The London conference aimed to share findings of a report by Monitor Deloitte on developing the commercial seed sector in sub-Saharan Africa. The report recommends that in countries where farmers are using their own seed saving networks NGOs and aid donors should encourage governments to introduce intellectual property rights for seed breeders and help to persuade farmers to buy commercial, patented seeds rather than relying on their own traditional varieties. The report also suggests that governments should remove regulations so that the seed sector is opened up to the global market.
The guest list comprised corporations, development agencies and aid donors, including Syngenta, the World Bank and the Gates Foundation. It speaks volumes that not one farmer organisation was invited. Farmers have been imbued with the spirit of entrepreneurship for thousands of years. They have been “scientists, innovators, natural resource stewards, seed savers and hybridisation experts” who have increasingly been reduced to becoming recipients of technical fixes and consumers of poisonous products of a growing agricultural inputs industry. So who better than to discuss issues concerning agriculture?
But the whole point of such a conference is that the West regards African agriculture as a ‘business opportunity’, albeit wrapped up in warm-sounding notions of ‘feeding Africa’ or ‘lifting millions out of poverty’. The West’s legacy in Africa (and elsewhere) has been to plunge millions into poverty. Enforcing structural reforms to benefit big agribusiness and its unsustainable toxic GMO/petrochemical inputs represents a continuation of the neo-colonialist plundering of Africa. The US has for many decades been using agriculture as a key part of foreign policy to secure global hegemony.
Phil Bereano, food sovereignty campaigner with AGRA Watch and an Emeritus Professor at the University of Washington says:
“This is an extension of what the Gates Foundation has been doing for several years – working with the US government and agribusiness giants like Monsanto to corporatize Africa’s genetic riches for the benefit of outsiders. Don’t Bill and Melinda realize that such colonialism is no longer in fashion? It’s time to support African farmers’ self-determination.”
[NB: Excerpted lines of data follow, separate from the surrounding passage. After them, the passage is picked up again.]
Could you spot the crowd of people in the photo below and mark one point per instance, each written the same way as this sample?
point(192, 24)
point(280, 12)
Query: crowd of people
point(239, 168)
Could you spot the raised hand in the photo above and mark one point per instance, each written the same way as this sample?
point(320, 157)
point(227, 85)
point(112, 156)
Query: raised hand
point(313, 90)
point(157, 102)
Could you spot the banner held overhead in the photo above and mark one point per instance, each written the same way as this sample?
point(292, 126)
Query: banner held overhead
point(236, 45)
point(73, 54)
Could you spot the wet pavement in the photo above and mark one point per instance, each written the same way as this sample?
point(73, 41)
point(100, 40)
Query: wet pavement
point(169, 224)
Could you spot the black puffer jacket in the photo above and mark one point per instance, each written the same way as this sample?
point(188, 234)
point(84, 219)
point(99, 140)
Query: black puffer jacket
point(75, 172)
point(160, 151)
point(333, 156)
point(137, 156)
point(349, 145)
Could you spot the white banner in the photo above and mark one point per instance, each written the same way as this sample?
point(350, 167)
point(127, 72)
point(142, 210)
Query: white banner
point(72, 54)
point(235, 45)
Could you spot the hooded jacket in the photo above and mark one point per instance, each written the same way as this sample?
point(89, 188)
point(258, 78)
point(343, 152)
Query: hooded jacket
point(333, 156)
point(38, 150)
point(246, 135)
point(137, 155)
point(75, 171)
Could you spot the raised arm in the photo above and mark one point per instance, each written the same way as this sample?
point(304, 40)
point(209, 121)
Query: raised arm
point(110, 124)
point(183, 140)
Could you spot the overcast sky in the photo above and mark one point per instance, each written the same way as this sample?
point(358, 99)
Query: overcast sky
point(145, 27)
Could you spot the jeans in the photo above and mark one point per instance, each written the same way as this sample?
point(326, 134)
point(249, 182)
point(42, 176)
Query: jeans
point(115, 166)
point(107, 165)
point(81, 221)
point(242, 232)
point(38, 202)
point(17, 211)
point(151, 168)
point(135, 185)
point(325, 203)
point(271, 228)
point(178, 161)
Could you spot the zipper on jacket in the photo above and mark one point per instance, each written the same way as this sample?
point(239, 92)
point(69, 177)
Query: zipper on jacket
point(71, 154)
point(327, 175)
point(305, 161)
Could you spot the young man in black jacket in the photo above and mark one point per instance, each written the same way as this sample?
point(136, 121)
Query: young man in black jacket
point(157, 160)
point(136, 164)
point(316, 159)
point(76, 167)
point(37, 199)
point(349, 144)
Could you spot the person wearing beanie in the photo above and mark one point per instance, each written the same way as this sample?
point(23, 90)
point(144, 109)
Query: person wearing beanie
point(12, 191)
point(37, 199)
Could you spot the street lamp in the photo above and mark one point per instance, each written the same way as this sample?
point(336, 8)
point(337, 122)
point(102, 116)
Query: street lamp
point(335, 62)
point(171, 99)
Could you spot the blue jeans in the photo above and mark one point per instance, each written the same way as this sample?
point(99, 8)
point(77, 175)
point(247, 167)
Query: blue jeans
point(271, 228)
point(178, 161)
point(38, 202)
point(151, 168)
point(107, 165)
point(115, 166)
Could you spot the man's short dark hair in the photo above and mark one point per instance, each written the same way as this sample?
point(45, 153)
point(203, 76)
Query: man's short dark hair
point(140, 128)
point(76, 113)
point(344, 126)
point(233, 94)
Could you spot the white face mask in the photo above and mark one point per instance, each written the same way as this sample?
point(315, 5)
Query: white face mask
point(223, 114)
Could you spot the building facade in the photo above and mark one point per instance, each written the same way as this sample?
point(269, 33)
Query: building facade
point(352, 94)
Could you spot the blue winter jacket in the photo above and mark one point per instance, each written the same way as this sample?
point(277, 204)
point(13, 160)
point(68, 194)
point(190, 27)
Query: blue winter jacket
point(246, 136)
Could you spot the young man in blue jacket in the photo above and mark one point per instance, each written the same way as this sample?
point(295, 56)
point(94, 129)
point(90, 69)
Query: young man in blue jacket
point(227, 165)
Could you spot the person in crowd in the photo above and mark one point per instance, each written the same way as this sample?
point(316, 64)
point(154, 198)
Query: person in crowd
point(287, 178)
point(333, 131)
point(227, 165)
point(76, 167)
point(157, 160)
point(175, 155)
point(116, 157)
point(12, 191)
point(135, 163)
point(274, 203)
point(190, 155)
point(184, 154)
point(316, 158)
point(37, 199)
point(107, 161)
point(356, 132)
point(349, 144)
Bereano also shows how Western corporations only intend to cherry-pick the most profitable aspects of the food production chain, while leaving the public sector in Africa to pick up the tab for the non-profitable aspects that allow profitability further along the chain.
Giant agritech corporations with their patented seeds and associated chemical inputs are ensuring a shift away from diversified agriculture that guarantees balanced local food production, the protection of people’s livelihoods and agricultural sustainability. African agriculture is being placed in the hands of big agritech for private profit under the pretext of helping the poor. The Gates Foundation has substantial shares in Monsanto. With Monsanto’s active backingfrom the US State Department and the Gates Foundation’s links with USAID, African farmers face a formidable force.
Report after report suggests that support for conventional agriculture, agroecology and local economies is required, especially in the Global South. Instead, Western governments are supporting powerful corporations with taxpayers money whose thrust via the WTO, World Bank and IMF has been to encourage strings-attached loans, monocrop cultivation for export using corporate seeds, the restructuring of economies, the opening of economies to the vagaries of land and commodity speculation and a system of globalised trade rigged in favour of the West.
In this vision for Africa, those farmers who are regarded as having any role to play in all of this are viewed only as passive consumers of corporate seeds and agendas. The future of Africa is once again being decided by rich men in London.